Oneohtrix Point Never / Rene Hell - Music for Reliquary House FACT review

Available on: NNA Tapes LP

A split LP is still quite a rarity these days, so a pairing of Oneohtrix Point Never and Rene Hell was always going to be something quite pronounced and purposeful. With both artists having transitioned in the last two years from synth-lead constructions to more electroacoustic compositions, Music For Reliquary House / In 1980 I Was A Blue Square is definitely A Good Idea as far as a showcase of new music goes.

As Oneohtrix Point Never, Daniel Lopatin takes the first half of the record with Music For Reliquary House, a single, 22 minute composition picking up from the primarily sample-based material of last album Replica and his harsher noise interests.

Between the more ‘studio-based contemporary classical’ approach of this work and the implications of its title – a holy home for religious relics – there is something familiar about it in both its selection of instrumentation and content. The voice, as with much sacred music, plays a consistently dominant role within swathes of noise, both elements presented as long streams, violent gestures and occasional rhythmic patterns. Lopatin takes a Ligeti-like approach to reverence, focusing more on a harrowing awe of the almighty than hallowed worship. Music For Reliquary House is a sustained drama of constant builds and drops in intensity, an extremely slow pan taking in fearful, transcendental details.

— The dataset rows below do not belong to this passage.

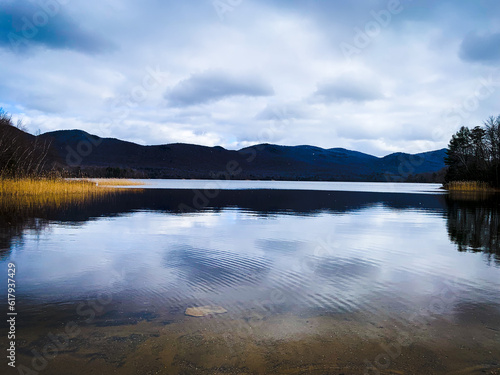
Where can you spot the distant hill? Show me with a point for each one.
(112, 157)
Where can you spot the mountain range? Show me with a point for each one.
(111, 157)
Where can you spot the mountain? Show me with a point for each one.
(112, 157)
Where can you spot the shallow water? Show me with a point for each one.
(313, 281)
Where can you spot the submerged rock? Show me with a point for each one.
(205, 310)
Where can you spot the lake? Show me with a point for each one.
(308, 277)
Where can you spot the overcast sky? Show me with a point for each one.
(373, 76)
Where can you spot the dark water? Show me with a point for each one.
(312, 281)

Creating any long-form electroacoustic piece is a challenge and, as with any genre, there are certain approaches that result in clichés. Music For Reliquary House is slightly different in that it is coming from a noise-based, live laptop-and-MIDI-controller kind of aesthetic (also something of its own sound), resulting in a mixture of the two methods.

As such there are familiar tropes from both, but an abundance of detail from the two colliding, with perhaps some give and take necessary.  As an example, the use of constant speech-fragment chattering found throughout – much like repeated sample triggering from varying pressure on a controller pad – is quite grating. However, the same technology (presumably) and this kind of DIY computer-punk aesthetic also result in some vicious movement and content less common to electroacoustic music.

Where the piece holds its own is by neatly sidestepping again and again into territory unexpected both for the type of composition it is and in a more general musical sense: stuttering rave stabs; contorted, strained synth tones; sparser, warped vocal transitions, fleeting bursts. Rather than moving as one single trajectory from A to B, with new material regularly introduced, it could have benefitted from revisit some of these moments. However, with a huge amount of inspiration crammed in toMusic for Reliquary House there is enough to make for a dynamic total listen, a regular shift between the familiar and its surprising transitions and combinations.

Jeff Witscher, a.k.a. Rene Hell, then takes the second half of the album, In 1980 I Was A Blue Square. A simple comparison of his current progression in style would be between CFCF, Telafon Tel Aviv’s early work and Hecker; a marrying of neo-Classical and minimalist styles with both electronic instruments and computer-generated sonics.

‘Meta Concrète’ enters with what sounds like a clock irregular chiming an obtuse melody behind a delicate, sombre piano 12/8 piano ballad, everything quickly torn asunder by collapsing swathes of digital noise and the pattering of crushed frequency blips. The veil of string arrangements that follow in ‘Quelque Terreur’ are hair-raisingly beautiful, simple and effective, electronics used sparingly in its floating cloud of glitchy, bird-like chirruping and possibly some pads to fill out the chords.

‘Prelude To The Bridge’ then pairs a Glass- or Nyman-like piano adventure with complimentary synthesizer, mournful strings and frantic frequency fits atop, an extraordinary 21st Century romantic adrenaline rush. ‘Variation In C’ changes pace, moving as growing and fading blocks of what might be real woodwind, organ-like tones, and strings. Swelling lushly again and again from warm harmony to warm harmony, the strings reach to take brief, dominant, expressive roles in the latter third.

‘Bl, Qs’ finishes Hell’s contribution, almost a slow variation on the opening number in its 12/8 piano arpeggiations, joined this time by earnest vibrato and sul ponticello strings. While there are no electronics present, the quiet, introverted clock bell tones return too, curious in their restraint, distance and ambiguity.

In 1980 I Was A Blue Square is a superbly considered collection of miniatures. While the premise of pairing naïve, genuinely lovely classical compositions with the extremities and subtleties of sonic technology is a simple idea, the ability to do so successfully, featuring them together in such a way that the pieces are unfinished without one or the other, is far harder. Hell has done so, modestly and with highly commendable results.